Twenty-one people, all but one of them foreign tourists, were killed when two gunmen stormed the National Bardo Museum in the capital Tunis on Wednesday.
Essebsi however stressed that the security forces “responded very effectively to quickly put an end to the attack at the Bardo, certainly preventing dozens more deaths if the terrorists had been able to set off their suicide belts”, he was quoted as saying on the Paris Match website.
Deputy speaker Abdelfattah Mourou had told AFP Friday that guards supposed to be protecting the museum and the nearby parliament were having coffee at the time of the assault.
The president’s comments came as Tunisian authorities said there were developments in the investigation.
“There are developments in the case, but to protect the secrecy of the investigation we prefer not to provide any details,” prosecution spokesman Sofiene Sliti told AFP.
However, Interior Minister Mohamed Ali Aroui said “more than 10 people have been arrested for direct or indirect involvement in the attack, among them people who provided logistical support”.

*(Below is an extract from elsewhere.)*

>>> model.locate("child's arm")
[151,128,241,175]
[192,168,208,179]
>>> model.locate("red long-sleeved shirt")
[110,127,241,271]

He declined to say whether they included nine people already reported arrested, including the father, sister and two brothers of one of the gunmen police killed in the attack, Jabeur Khachnaoui.
The minister also said, without elaborating, that an arrest warrant had been issued for a Tunisian named Maher Ben Mouldi Kaidi for his suspected involvement in the attack.
A police source and acquaintance of Khachnaoui said the gunman’s four relatives had now been freed, but Aroui would not confirm that.
On Wednesday, the two gunmen targeted tourists visiting the museum, killing 21 people, including a Tunisian policeman.
The dead tourists were four Italians, three Japanese, three French, two Spaniards, a Colombian, an Australian-Colombian, a British woman, a Belgian woman, three Poles and a Russian.